Tuesday, November 2, 2010

Municipal Bonds, Part 2

Municipal bonds fund all kinds of construction projects. Many roads, schools, soccer stadiums, airports, and convention centers have been built with the money raised when a municipal government issues municipal bonds. A municipal government includes everything from a state government down to the local school, library, or museum board. When these municipal entities need to raise money, they issue bonds to investors. Usually, the investors are in high tax-brackets and are looking for some interest that is tax-free at the federal level, and also tax-free at the state level if the bonds are issued inside the investor’s state of residence. Now, if a high-tax-bracket resident of, say, Maryland, buys a municipal bond issued within the state of Maryland, the interest he receives is exempt from taxation at both the federal and state level. Not surprisingly, the rate of interest the bonds pay is lower than what corporate bonds pay. But, since this interest is tax-free, the municipal bond often offers a higher yield than a comparable corporate bond after we figure in the taxation. For example, let’s say you were looking at two 10-year bonds rated AA by S&P, one a taxable corporate bond, the other a tax-exempt municipal bond. The municipal bond has a 7% yield, while the corporate bond yields 10%. Which one should you buy? Actually, we don’t know yet. Not until we factor in your tax bracket. Believe it or not, if you were in the 30% federal tax bracket, these two bonds would be exactly equal. The municipal bond would pay you $70 per bond tax-free. The corporate bond would pay you $100, but then the federal government would take back $30 of it, leaving you at exactly the same place. If you were in the 35% bracket, the municipal bond would edge out the corporate bond. An equivalent corporate bond would have to yield 10.77% to match the municipal bond for an investor in the 35% bracket. Since it doesn’t (it only offers 10%), the investor in the 35% bracket would purchase the 7% municipal bond and come out ahead versus buying the 10% corporate bond.

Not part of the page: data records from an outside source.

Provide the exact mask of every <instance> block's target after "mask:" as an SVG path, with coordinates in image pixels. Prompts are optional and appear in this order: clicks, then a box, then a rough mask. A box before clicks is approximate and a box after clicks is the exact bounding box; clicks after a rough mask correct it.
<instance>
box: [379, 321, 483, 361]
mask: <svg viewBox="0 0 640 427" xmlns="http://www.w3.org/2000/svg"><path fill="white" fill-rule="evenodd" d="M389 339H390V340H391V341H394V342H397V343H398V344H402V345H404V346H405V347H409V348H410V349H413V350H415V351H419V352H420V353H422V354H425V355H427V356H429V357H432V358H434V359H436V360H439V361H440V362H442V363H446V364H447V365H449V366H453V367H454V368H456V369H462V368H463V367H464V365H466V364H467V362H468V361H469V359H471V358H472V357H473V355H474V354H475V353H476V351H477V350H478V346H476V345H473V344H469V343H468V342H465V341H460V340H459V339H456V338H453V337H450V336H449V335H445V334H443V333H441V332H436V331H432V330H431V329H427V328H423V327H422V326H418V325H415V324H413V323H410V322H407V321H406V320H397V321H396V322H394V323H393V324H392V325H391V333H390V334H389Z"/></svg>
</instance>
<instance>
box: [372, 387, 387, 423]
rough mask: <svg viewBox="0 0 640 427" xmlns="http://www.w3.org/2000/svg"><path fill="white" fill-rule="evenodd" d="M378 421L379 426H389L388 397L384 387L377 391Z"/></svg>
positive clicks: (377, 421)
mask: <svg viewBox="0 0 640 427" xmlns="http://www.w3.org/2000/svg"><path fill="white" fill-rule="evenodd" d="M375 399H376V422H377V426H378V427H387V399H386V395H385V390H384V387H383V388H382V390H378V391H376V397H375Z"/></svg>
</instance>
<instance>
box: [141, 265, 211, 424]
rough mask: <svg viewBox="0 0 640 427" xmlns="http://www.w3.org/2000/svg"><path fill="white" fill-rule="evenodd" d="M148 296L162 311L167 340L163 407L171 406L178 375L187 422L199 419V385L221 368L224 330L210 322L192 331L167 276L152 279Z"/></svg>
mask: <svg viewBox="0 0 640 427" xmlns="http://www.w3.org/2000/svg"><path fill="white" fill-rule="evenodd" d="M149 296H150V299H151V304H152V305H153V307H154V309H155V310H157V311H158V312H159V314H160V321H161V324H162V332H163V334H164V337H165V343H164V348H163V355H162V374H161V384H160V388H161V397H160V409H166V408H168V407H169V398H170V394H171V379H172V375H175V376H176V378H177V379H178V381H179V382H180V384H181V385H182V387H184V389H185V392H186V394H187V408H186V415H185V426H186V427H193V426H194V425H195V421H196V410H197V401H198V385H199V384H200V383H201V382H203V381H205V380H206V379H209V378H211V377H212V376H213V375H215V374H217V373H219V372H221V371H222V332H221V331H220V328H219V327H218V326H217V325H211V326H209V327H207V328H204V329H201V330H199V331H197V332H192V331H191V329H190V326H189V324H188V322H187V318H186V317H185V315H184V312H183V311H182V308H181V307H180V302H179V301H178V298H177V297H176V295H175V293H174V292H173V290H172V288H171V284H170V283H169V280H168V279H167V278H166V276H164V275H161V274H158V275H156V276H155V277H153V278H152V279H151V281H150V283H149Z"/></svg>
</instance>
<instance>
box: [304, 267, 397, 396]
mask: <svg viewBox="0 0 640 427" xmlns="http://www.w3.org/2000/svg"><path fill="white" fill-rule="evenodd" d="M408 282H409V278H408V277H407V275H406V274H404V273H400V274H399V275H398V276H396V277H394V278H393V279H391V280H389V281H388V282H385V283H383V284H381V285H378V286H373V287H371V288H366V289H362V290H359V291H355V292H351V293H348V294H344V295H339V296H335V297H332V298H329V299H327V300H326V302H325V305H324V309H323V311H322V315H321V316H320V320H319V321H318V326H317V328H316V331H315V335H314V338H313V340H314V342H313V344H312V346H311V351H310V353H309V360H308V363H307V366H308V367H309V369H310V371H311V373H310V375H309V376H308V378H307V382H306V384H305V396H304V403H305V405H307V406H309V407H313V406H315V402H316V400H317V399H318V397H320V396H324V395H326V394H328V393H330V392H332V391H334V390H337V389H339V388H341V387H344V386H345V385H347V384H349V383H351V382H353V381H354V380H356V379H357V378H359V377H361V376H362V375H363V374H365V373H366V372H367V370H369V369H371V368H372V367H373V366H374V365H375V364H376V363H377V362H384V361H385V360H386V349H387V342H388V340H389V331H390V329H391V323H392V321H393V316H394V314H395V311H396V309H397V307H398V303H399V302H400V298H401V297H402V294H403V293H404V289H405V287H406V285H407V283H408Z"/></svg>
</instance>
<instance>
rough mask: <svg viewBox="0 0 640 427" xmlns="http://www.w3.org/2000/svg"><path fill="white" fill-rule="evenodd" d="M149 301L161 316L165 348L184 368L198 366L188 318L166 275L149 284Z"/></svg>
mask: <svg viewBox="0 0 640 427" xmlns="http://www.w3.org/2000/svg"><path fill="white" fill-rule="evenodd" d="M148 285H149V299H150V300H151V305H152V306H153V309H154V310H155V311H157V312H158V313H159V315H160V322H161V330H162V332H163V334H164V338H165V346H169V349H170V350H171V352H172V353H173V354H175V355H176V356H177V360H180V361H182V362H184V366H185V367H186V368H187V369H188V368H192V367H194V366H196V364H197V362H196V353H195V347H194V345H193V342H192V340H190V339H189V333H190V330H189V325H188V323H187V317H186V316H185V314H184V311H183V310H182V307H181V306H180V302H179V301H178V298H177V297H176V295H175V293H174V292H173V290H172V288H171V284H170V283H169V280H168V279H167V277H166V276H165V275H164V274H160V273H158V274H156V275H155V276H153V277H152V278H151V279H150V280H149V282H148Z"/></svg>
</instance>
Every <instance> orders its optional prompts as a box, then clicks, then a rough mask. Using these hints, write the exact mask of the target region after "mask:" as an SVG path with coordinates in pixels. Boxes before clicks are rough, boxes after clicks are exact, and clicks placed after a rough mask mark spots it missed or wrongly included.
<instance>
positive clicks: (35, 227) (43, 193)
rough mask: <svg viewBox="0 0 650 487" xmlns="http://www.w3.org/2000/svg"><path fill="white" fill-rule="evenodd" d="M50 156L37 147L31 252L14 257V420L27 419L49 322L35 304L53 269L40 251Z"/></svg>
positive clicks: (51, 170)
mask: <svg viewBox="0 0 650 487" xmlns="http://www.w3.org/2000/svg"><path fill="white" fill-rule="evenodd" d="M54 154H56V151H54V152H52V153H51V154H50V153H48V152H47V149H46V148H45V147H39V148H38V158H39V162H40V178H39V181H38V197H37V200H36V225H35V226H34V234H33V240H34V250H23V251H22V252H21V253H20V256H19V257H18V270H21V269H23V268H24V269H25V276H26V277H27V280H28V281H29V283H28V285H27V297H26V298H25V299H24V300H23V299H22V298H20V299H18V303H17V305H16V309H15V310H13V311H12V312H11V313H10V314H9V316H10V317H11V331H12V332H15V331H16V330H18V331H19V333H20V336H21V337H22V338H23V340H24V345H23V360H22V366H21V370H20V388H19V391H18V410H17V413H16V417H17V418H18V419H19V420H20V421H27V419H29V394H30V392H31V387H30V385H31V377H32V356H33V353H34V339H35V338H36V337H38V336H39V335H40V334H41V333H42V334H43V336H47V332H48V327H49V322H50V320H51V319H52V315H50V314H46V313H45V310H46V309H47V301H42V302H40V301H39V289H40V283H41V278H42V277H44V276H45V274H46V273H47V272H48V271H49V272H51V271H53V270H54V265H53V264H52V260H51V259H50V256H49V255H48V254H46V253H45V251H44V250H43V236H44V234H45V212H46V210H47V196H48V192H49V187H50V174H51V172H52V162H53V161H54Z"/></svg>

Does that imply that lower-bracket investors typically don’t come out ahead buying municipal bonds? It does. And, if you’re investing in a tax-deferred account (401k, 403b, IRA, etc.) you do not buy municipal securities as a general rule. If you did that, you would end up turning what was supposed to be tax-exempt interest into withdrawals taxed at ordinary income rates. In other words, using our example above, you’d be getting 7% instead of 10% and then also paying tax on that money when you start taking withdrawals from the account. Which makes no sense. We’ll talk in more detail about how tax-deferred accounts work later. For now, remember that we’re still just introducing you to the basics involved with investing.